Reviews

Madeline Miller’s CIRCE : A Review

Dosso Dossi, Circe and Her Lovers in a Landscape, ca. 1515 (courtesy National Gallery of Art, Washington, DC, image in public domain)

By P. F. Sommerfeldt –

I’ve always found the Homeric sorceress Circe in the Odyssey to be fascinating in her power that transcends the feminism of any era. Having looked at many artists over five hundred years in their attempts to depict Circe, I was generally frustrated with nearly all of them as too weak and cloying; from Allori in 1568 to Kaufmann in 1796 (by a woman) and Waterhouse in 1891 and 1892. In my own opinion as a woman, only Dossi circa 1515 comes close enough for me to presenting a powerful and immortal sorceress, maybe because she looks independently amoral and not the least bit intentionally seductive despite her near nudity. For the record, I’m not trained in Classics but in art and psychology, although I have taken a dozen postgrad classes in Classics and mythology at Stanford and my husband has taught and written about Greek mythology for years.

So it was with some surprise and complete captivation when I discovered Madeline Miller’s fantasy myth novel Circe (Back Bay / Little, Brown 2018), despite coming to it after so many others have read it before me and have raved about it for four years, which I now completely understand. This novel is simply a tour-de-force about a recreated world mythologers must acknowledge as the story-telling equal to Mary Renault and in some way ancient poets themselves who added mythical realism in their own way.

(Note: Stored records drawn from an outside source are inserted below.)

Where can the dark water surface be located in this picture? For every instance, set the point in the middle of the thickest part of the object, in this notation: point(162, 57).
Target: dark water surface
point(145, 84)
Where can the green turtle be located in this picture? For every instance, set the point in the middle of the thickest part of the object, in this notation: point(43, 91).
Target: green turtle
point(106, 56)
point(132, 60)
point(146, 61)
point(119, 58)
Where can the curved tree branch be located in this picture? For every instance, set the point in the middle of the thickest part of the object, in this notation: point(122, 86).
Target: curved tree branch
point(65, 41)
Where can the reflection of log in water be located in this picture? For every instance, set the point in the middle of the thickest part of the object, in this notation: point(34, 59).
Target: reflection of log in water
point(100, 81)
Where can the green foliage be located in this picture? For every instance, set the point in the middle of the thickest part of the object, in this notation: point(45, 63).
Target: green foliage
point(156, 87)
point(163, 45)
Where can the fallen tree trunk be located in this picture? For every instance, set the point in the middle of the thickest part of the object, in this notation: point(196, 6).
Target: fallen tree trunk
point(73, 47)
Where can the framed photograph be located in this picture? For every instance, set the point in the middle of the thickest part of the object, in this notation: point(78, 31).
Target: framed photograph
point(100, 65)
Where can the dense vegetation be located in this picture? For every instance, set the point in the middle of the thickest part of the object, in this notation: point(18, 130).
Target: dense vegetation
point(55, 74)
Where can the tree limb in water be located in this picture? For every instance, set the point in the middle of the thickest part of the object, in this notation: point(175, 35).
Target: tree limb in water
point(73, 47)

I was fascinated with how compelling Miller uses first person to develop how Circe’s own divine family treated her, ranging from jealousy to indifference to exploitative selfishness and revenge. The gods of Circe’s world usually had booming voices in the heavens or thunderings in the sea but their pettier actions were often more like knee-jerk reactions to whatever got in their way, like oversized humans with inordinate powers and bad tempers rather than possessing superhuman intellects and razor-sharp morals. Circe stands out from all others even though her own powers were either almost accidental and generally not used in revenge but in protective ways, although we have to wait a bit to see how Scylla received what she was due. These gods would destroy anything and anyone who displeased them. The creatures or animals and even mortal humans could be made to be tamed or wild or be merely pawns in the great schemes of the Gods.

Miller’s story follows Circe as she grows up with the Titan gods and sea divinities as her uncles and her seemingly -mispartnered parents, Perse the Nymph and Helios the Sun. She really isn’t liked by any of them. She has a thin voice – rather than a resonant one that echoes with divinity – which apparently is the voice that humans use. In early life Circe seemed to always be in the wrong place at the wrong time and really in the way she was not a child her parents were proud of, but ultimately they underestimated her. Circe is endearingly compassionate as she cares for others like Prometheus and ultimately the mortal genius Daedalus whom she came to love in Crete and of course the hero Odysseus himself, but her immortal family does not care for her, having banished her to become an outcast on her island forever. Even Hermes toys with her and Zeus fears her. Because she never ages, mortals are sadly like passing shadows.

Most of her island’s visitors are mortals, some sent by her relatives like her viperish sister Pasiphae, wife of Minos. One of my favorite episodes is in Knossos on Crete with the baby monster Minotaur and the inventor Daedalus. Perhaps the best part of Circe as told by Miller is when Circe is in love, generally tender and insightful however tragic. Her Odyssean narrative only borrows the bare bones of the Homeric epic but Miller’s details follow the arc of all the deep emotions and nuances her relatives seem not to possess. The greatest irony in the book to me is Miller’s own creation of how Circe sees the future and wishes to leave her immortality behind, tired of its endless predictability, and she wishes to become a mortal herself because of love. It’s almost as if Miller suspects the gods are incapable of love and Circe’s best magical gifts and transformative power are in the end profoundly focused on what she ultimately desires, the few things the gods cannot have: love and death.